To stop a tensor from tracking history, you can call `.detach()` to detach it from the computation history, and to prevent future computation from being tracked.

In [None]:
x = torch.tensor(2., requires_grad=True)
print(x)

y = x ** 2
print(y)

c = y.detach()  # c will be treated as a constant! c has the same contents as y but requires_grad=False
print(c)

z = c * y.exp()  
print(z)

z.backward()
print(x.grad)

To prevent tracking history (and using memory), you can also wrap the code block in with `torch.no_grad()`:. This can be particularly helpful when evaluating a model because the model may have trainable parameters with `requires_grad=True`, but for which we don’t need the gradients.

In [None]:
x = torch.tensor(2.)
x.requires_grad = True
print('x:', x)

y = x ** 2
print('y:', y)

with torch.no_grad():
    y = 2 * y
    print('x:', x)  # Try to think why x.requires_grad is True
    print('y:', y)

There’s one more class which is very important for autograd implementation - a `Function`.

`Tensor` and `Function` are interconnected and build up an acyclic graph, that encodes a complete history of computation. Each tensor has a `.grad_fn` attribute that references a `Function` that has created the `Tensor` (except for `Tensor`s created by the user - their `grad_fn` is `None`).

====> Let's go back and see the `grad_fn` in our previous examples.
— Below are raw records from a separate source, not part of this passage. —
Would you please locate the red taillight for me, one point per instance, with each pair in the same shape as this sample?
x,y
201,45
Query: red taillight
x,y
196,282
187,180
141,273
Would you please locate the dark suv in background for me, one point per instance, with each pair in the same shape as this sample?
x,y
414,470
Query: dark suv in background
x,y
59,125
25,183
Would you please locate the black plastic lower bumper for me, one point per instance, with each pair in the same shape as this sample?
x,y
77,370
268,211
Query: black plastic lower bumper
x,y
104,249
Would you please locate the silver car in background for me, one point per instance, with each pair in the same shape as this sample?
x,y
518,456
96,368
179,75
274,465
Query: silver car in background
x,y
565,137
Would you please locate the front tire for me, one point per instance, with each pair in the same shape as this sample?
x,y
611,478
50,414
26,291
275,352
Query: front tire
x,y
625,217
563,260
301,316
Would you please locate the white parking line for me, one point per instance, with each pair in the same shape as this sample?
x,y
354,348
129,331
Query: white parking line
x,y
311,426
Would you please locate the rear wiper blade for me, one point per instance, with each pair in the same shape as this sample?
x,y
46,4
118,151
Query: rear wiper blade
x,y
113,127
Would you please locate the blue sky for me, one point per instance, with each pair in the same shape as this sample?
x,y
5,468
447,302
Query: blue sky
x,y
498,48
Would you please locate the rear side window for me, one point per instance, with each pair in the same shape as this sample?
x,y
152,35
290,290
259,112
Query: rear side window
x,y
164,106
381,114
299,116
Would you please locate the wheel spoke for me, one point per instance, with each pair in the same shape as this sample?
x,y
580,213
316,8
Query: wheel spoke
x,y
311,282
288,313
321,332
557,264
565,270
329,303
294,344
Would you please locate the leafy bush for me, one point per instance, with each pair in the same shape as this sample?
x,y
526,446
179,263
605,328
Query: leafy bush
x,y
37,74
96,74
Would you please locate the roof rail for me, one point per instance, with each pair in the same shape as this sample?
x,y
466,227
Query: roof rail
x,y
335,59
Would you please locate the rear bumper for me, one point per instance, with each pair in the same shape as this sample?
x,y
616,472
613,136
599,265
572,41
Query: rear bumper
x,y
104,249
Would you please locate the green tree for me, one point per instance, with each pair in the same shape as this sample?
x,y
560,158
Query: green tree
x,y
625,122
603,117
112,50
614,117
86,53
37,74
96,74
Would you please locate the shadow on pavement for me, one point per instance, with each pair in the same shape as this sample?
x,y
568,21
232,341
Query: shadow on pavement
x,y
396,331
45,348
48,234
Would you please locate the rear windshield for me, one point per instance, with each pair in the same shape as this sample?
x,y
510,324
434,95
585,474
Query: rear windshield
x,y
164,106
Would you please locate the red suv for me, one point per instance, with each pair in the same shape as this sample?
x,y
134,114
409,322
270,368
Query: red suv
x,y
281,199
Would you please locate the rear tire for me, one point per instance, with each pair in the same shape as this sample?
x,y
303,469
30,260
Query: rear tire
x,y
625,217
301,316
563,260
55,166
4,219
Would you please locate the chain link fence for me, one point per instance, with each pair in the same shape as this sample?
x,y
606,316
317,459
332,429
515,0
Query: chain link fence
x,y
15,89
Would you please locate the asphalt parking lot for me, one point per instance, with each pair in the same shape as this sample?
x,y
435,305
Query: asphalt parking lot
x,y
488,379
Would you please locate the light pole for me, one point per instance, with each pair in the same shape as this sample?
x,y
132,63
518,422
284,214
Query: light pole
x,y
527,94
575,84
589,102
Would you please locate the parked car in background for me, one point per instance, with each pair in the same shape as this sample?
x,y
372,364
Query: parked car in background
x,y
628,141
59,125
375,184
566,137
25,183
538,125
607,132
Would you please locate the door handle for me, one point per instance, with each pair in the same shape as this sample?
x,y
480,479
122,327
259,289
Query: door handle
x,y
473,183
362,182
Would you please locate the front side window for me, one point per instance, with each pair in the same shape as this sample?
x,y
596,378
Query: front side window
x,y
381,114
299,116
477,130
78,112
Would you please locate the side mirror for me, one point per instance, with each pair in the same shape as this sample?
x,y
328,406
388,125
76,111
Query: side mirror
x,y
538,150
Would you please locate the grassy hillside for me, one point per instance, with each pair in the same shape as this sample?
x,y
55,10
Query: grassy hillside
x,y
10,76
If you still don't believe autograd works, here's something that I think will change your mind --- we're going to compute the derivative of an unnecessarily complicated function:

$$ y(x) = \sum_{x_i} e^{0.001 x_i^2} + \sin(x_i^3) \cdot \log(x_i)$$

In [None]:
def complicated_func(X):
    return torch.sum(torch.exp(0.001 * X ** 2) + torch.sin(X ** 3) * torch.log(X))

In [None]:
x = torch.arange(1, 10, 0.1, dtype=torch.float, requires_grad=True)
x

In [None]:
y = complicated_func(x)
y.backward()

In [None]:
x.grad

In [None]:
pl.plot(x.detach(), x.grad.detach())

### Concepts not covered in this lecture

PyTorch's `autograd` is a very powerfull tool. For instance, it can calculate the Jacobian and Hessian of any given function! Here is a list of more advanced things that you can accomplish with `autograd`:

- Vector-Jacobian products for non-scalar outputs (e.g. when `y` is a vector)
- Compute Jacobian and Hessian
- Retain the computation graph (useful for inspecting gradients inside a model)
- Sparse gradients
- Register and remove hooks (useful for saving gradients)
- How to set up user-designed `Function`s properly
- Numerical gradient checking


More info: pytorch.org/docs/stable/autograd.html

### The interaction of `autograd` with `nn.Module`s and `nn.Parameters`

In the next notebook we will see how to build a linear regression model using PyTorch's `nn.Module`. You will see that you don't need to worry about gradients when using `nn.Module` and `nn.Parameter`. This is because they automatically keep track of gradients for you.

In [None]:
# w.x + b
lin = torch.nn.Linear(2, 1, bias=True)  # nn.Linear is a nn.Module
lin.weight  # lin.weight is a nn.Parameter!

In [None]:
type(lin.weight)

**Exercise:**

Derive the gradient $$\frac{\partial y}{\partial x}$$ and make a function that computes it. Check that it gives the same as `x.grad`.